Le Catalan lui jeta un regard surpris.
— On réglera ça plus tard, dit Épaulard qui s’impatientait et démarra.
— Bon, dit Buenaventura. En attendant, alors, tu viens avec nous à Couzy ?
— Réflexion faite, non. Posez-moi à ma 2 CV.
La Cadillac virait dans les rues étroites, plus ou moins aisément. Elle s’arrêta un instant près de la voiture de Treuffais. Le prof de philo sauta à terre, claqua la portière de la Cadillac, fit au revoir de la main. La Cadillac s’éloigna.
— Il est bizarre, ton pote, dit Épaulard.
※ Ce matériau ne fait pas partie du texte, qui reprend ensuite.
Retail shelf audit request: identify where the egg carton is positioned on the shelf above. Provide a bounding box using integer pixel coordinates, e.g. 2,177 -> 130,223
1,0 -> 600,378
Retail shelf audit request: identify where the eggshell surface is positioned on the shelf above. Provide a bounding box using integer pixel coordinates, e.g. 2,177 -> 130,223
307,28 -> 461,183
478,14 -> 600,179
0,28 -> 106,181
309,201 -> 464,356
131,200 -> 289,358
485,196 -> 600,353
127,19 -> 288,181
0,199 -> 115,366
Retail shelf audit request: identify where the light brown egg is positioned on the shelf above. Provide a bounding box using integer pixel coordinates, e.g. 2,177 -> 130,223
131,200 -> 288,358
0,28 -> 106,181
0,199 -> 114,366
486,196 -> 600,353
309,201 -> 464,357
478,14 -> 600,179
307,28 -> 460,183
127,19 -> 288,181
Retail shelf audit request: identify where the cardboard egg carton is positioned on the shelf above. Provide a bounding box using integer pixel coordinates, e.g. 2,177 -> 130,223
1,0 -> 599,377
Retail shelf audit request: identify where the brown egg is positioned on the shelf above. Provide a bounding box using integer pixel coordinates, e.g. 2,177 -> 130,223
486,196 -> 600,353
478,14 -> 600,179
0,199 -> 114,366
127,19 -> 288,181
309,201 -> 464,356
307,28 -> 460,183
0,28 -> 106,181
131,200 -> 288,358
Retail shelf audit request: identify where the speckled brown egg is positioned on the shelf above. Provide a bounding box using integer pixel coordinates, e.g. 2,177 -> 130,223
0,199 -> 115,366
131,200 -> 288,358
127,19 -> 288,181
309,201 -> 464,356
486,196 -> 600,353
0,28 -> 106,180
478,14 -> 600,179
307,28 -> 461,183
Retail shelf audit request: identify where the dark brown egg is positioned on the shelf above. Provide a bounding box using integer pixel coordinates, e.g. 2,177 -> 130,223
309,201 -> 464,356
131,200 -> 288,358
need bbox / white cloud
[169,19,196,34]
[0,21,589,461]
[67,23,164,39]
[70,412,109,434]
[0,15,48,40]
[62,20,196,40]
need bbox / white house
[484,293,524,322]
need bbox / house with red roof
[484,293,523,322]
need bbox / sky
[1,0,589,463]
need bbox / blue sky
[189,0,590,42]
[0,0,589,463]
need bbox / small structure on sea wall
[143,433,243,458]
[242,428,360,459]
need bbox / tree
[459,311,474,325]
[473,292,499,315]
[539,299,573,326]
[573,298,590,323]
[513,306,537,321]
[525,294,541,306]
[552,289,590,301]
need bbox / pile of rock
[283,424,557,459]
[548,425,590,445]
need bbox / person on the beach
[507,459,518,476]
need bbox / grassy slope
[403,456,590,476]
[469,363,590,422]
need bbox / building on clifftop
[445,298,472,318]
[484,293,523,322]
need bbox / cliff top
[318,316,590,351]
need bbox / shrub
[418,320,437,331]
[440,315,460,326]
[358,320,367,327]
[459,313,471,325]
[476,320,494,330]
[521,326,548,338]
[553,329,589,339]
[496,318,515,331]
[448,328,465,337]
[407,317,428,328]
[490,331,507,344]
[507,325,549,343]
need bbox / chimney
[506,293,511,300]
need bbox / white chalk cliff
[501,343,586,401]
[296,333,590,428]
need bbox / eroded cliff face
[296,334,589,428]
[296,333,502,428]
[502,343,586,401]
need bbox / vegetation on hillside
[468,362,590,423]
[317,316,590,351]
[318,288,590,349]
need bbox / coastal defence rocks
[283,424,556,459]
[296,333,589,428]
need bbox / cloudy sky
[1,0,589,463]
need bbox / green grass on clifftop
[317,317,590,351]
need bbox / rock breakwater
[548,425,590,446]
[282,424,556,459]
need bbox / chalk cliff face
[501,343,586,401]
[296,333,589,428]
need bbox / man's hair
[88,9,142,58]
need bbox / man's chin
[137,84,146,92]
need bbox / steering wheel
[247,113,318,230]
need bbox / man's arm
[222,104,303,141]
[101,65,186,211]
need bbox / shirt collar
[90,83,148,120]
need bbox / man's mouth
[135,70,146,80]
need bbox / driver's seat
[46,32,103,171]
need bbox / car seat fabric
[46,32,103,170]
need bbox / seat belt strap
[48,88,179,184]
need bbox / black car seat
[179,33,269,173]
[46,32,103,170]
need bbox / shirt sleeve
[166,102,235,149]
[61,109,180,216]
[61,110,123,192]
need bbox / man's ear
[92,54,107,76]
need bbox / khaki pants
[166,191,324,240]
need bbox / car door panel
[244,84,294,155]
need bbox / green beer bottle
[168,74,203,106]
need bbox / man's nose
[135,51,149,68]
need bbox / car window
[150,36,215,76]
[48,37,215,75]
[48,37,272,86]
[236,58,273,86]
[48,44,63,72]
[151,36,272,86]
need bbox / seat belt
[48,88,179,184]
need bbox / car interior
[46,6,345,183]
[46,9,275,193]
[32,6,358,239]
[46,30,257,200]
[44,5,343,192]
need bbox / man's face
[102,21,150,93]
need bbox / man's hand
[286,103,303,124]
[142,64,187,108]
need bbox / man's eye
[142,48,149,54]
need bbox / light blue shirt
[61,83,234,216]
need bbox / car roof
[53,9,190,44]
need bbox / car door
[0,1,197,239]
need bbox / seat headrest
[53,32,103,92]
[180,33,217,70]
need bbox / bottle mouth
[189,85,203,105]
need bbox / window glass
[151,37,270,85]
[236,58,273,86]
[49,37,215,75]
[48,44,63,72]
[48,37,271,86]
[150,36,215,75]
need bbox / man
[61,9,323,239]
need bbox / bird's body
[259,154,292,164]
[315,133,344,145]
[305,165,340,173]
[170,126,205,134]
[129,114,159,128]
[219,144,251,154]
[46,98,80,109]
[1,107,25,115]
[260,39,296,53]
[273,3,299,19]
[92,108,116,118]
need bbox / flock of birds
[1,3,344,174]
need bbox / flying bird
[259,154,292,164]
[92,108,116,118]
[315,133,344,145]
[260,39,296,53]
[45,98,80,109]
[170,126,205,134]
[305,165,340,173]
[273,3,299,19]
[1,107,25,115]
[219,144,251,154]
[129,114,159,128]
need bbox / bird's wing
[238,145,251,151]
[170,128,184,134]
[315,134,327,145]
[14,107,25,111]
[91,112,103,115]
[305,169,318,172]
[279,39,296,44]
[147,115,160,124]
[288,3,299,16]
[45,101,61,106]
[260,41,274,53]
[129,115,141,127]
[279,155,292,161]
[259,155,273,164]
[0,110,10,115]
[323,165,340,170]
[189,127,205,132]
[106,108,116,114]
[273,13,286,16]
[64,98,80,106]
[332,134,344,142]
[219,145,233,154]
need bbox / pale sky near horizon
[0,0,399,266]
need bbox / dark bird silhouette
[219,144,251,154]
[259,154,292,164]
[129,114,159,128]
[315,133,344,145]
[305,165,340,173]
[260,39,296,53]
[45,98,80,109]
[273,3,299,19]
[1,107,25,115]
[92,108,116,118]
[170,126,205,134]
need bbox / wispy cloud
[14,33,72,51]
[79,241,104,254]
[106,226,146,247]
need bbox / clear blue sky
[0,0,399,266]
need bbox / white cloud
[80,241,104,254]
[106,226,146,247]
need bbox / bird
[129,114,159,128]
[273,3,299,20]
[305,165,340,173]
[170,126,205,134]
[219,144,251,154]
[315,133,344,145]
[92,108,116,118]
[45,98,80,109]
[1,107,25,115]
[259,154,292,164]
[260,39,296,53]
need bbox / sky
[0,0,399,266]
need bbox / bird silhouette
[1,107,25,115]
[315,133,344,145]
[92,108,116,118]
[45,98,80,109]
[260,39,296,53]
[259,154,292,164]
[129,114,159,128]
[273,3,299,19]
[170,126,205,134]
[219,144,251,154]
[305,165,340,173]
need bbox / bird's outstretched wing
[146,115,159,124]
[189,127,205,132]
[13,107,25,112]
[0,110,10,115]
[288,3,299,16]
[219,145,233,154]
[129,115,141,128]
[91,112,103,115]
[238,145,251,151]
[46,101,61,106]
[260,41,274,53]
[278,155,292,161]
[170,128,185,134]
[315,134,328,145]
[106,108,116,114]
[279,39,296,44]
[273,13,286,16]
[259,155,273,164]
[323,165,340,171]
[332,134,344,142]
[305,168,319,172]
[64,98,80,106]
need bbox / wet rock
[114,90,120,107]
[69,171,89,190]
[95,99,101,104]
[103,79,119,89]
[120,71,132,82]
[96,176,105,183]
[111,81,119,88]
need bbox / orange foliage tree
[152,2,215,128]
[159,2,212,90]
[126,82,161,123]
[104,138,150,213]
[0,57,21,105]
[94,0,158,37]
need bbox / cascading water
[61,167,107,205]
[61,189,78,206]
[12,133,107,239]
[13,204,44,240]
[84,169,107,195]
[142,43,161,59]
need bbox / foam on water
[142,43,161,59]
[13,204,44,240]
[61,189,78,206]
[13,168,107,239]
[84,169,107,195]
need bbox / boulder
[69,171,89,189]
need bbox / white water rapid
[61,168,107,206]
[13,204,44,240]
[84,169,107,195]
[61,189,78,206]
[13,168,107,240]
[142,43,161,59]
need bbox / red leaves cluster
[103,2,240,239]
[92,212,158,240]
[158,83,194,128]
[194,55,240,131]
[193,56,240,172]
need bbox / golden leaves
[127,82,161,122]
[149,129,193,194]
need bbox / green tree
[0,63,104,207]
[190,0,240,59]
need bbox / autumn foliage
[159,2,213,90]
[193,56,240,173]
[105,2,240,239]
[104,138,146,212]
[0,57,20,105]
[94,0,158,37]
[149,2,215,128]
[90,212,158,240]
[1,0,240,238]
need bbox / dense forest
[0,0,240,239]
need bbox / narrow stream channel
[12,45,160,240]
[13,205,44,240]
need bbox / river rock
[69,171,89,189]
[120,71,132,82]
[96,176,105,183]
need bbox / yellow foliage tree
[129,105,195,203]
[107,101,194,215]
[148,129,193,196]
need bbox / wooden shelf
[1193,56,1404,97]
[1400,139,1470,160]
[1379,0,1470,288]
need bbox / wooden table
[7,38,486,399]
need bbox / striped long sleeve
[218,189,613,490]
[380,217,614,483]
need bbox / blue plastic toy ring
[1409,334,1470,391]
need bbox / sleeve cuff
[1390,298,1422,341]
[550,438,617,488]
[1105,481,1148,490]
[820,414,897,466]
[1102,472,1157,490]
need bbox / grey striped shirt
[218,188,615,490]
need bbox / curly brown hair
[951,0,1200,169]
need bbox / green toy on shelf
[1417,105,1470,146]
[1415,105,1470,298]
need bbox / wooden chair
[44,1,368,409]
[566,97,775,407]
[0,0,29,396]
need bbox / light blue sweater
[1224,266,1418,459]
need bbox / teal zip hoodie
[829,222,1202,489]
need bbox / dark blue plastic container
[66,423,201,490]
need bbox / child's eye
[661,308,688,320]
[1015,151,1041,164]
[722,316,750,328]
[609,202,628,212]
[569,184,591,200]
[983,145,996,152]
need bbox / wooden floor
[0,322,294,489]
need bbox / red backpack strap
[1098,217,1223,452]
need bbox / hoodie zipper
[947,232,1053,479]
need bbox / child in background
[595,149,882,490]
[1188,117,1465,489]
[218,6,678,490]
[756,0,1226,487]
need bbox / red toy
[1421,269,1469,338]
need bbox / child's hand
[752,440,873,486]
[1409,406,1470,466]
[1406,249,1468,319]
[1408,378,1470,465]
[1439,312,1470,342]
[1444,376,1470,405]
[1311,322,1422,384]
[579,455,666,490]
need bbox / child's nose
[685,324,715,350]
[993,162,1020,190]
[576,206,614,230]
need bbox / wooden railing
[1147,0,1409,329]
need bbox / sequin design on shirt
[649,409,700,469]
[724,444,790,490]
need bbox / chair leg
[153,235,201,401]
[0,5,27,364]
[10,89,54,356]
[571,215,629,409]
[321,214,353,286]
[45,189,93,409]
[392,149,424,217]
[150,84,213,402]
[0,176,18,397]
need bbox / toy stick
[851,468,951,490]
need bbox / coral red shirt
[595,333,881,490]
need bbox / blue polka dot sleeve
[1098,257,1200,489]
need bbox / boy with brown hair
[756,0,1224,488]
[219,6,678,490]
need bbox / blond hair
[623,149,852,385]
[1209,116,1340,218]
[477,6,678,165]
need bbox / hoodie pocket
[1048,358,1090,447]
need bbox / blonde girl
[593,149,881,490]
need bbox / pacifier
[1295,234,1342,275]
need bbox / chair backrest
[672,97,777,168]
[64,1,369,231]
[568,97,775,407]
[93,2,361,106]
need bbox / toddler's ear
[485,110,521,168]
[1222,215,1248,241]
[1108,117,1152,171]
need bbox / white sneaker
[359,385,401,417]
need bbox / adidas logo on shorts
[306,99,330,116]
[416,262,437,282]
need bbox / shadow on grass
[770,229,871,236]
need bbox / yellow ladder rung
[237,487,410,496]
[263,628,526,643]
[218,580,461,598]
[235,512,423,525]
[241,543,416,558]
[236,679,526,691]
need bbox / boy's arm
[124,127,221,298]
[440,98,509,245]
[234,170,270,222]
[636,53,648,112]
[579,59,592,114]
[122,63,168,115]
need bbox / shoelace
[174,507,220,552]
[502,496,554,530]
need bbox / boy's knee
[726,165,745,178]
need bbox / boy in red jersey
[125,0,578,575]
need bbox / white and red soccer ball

— Il a l’âme agitée, dit Buenaventura. Il se pose des questions.
Le Catalan ricana.
Treuffais était monté dans sa 2 CV, il démarra et se dirigea vers chez lui. Comme un feu rouge de la rue d’Alésia passait au vert, le jeune homme accéléra trop brutalement et le ressort de rappel de la pédale d’accélération cassa. L’accélérateur s’enfonça complètement sous le pied de Treuffais. En première, la 2 CV franchit l’intersection en rugissant. Treuffais débraya. Le moteur tournait à toute vitesse, l’accélérateur demeurait enfoncé. Treuffais dirigea l’auto vers un passage clouté, coupa le contact, le véhicule s’arrêta en heurtant légèrement le trottoir. Le jeune homme descendit, ouvrit le capot, constata le dégât. Il y avait une librairie-papeterie à cinquante mètres de là. Treuffais s’y rendit. Un panneau de bois conseillait : Faites Comme Tout le Monde, Lisez France-Soir. Treuffais se racla la gorge et expédia un glaviot sur le quotidien. Il entra dans la boutique, acheta un bracelet de caoutchouc pour classeur, revint à sa voiture et se servit de l’élastique large et épais pour remplacer le ressort brisé. Il repartit. La 2 CV marchait aussi bien qu’avant, seulement son accélérateur était devenu très mou. Treuffais rejoignit son quartier, tourna un moment sans trouver de place dans les rues encombrées, finit par se garer rue des Morillons.